São Paulo - Preso sob a acusação de ter cometido crimes contra a humanidade, o ex-presidente das Filipinas Rodrigo Duterte, 79, desembarcou na tarde desta quarta-feira (12) na Holanda, onde será julgado e deverá permanecer detido. Na cidade está localizada a sede do Tribunal Penal Internacional (TPI), que investiga milhares de assassinatos sob a Presidência do ex-líder.

Duterte foi preso na véspera no principal aeroporto de Manila, a capital de seu país. Ele então foi levado em um voo para a cidade holandesa que fez escala em Dubai, nos Emirados Árabes Unidos.

O político enfrenta acusação de crimes contra a humanidade pela política antidrogas que, segundo grupos de defesa dos direitos humanos, matou dezenas de milhares de pessoas, incluindo inocentes.

Segundo a agência de notícias Reuters, que viu uma cópia do mandado de prisão, o TPI acusa Duterte de responsabilidade criminal pelo assassinato de pelo menos 43 pessoas de 2011 a 2019 - o que incluiria o período em que ele foi prefeito da cidade de Davao, no sul.

Após a prisão, o ex-líder questionou a base jurídica da detenção. "Por que você me levaria ao órgão internacional quando não somos mais membros?
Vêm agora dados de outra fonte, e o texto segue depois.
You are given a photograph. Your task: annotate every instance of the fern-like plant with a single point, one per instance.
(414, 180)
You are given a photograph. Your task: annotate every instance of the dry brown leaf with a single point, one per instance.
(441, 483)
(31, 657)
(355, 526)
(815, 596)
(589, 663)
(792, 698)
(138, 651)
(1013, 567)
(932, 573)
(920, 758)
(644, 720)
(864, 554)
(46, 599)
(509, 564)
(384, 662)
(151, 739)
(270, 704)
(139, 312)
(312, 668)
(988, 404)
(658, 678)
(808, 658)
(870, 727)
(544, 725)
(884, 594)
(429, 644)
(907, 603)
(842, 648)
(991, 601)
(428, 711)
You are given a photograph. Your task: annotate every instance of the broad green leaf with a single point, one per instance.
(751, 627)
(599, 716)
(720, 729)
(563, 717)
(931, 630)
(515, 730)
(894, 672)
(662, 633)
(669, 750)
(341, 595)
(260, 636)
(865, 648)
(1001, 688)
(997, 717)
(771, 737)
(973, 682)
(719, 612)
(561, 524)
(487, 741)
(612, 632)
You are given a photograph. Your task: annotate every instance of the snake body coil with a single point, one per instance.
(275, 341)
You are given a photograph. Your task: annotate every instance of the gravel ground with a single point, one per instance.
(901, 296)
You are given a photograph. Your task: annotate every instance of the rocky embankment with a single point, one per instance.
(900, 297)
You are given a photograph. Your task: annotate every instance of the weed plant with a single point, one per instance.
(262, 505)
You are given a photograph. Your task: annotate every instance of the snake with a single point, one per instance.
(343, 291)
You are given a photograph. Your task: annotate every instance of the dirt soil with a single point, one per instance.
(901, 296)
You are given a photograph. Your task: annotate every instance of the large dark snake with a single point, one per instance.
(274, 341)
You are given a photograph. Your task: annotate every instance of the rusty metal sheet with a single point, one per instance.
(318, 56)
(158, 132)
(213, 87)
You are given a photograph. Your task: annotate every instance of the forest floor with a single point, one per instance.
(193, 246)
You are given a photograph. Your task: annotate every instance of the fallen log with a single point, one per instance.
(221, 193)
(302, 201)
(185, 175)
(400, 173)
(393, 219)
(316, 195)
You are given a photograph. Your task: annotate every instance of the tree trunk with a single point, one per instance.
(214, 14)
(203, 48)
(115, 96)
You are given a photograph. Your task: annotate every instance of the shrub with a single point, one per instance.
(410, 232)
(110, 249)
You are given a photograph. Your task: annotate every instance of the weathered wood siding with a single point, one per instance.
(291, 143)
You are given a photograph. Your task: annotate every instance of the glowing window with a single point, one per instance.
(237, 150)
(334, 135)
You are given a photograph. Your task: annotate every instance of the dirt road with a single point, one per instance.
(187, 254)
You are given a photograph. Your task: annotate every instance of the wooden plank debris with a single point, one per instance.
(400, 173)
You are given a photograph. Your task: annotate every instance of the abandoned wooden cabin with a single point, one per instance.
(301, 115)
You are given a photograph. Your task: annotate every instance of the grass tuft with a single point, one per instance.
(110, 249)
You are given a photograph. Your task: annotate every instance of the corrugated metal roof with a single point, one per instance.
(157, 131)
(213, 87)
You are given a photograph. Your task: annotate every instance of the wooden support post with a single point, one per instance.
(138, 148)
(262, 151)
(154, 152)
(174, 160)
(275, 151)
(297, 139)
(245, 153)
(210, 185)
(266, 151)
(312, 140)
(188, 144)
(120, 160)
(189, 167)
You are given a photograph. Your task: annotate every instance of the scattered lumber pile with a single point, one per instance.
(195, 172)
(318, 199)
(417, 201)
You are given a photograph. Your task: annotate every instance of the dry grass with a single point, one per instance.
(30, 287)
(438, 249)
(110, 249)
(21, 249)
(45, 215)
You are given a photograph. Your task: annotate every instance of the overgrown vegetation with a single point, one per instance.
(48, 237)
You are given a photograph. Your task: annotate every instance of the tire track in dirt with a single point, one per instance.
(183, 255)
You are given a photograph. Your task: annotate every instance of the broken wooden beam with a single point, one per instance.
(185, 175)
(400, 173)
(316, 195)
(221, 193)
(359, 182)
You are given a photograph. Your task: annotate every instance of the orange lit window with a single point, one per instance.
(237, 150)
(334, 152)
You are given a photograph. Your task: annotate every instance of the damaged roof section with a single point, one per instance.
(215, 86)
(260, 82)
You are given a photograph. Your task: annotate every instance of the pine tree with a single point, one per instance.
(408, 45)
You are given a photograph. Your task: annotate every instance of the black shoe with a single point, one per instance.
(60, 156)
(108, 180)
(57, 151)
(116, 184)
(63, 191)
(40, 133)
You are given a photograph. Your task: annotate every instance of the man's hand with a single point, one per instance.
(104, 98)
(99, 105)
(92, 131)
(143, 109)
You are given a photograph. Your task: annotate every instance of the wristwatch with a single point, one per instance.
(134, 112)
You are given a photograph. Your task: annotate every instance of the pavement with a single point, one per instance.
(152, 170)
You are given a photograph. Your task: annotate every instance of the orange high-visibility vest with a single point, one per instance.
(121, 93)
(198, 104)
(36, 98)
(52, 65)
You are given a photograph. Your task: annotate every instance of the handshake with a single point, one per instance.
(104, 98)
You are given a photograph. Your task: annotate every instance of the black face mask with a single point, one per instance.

Reflita seriamente sobre isso, porque terá implicações", disse o ex-presidente. "Se cometi um pecado, processem-me nos tribunais filipinos, com juízes filipinos, e serei preso em minha própria nação."

O governo filipino deixou o tratado fundador do TPI em 2019. As regras que regem a corte, porém, determinam que os juízes têm jurisdição para investigar crimes que tenham sido cometidos no período em que um país se manteve como Estado-parte do tribunal.

Duterte seria levado para uma unidade de detenção costeira perto de Haia, onde vários suspeitos infames de crimes de guerra foram mantidos.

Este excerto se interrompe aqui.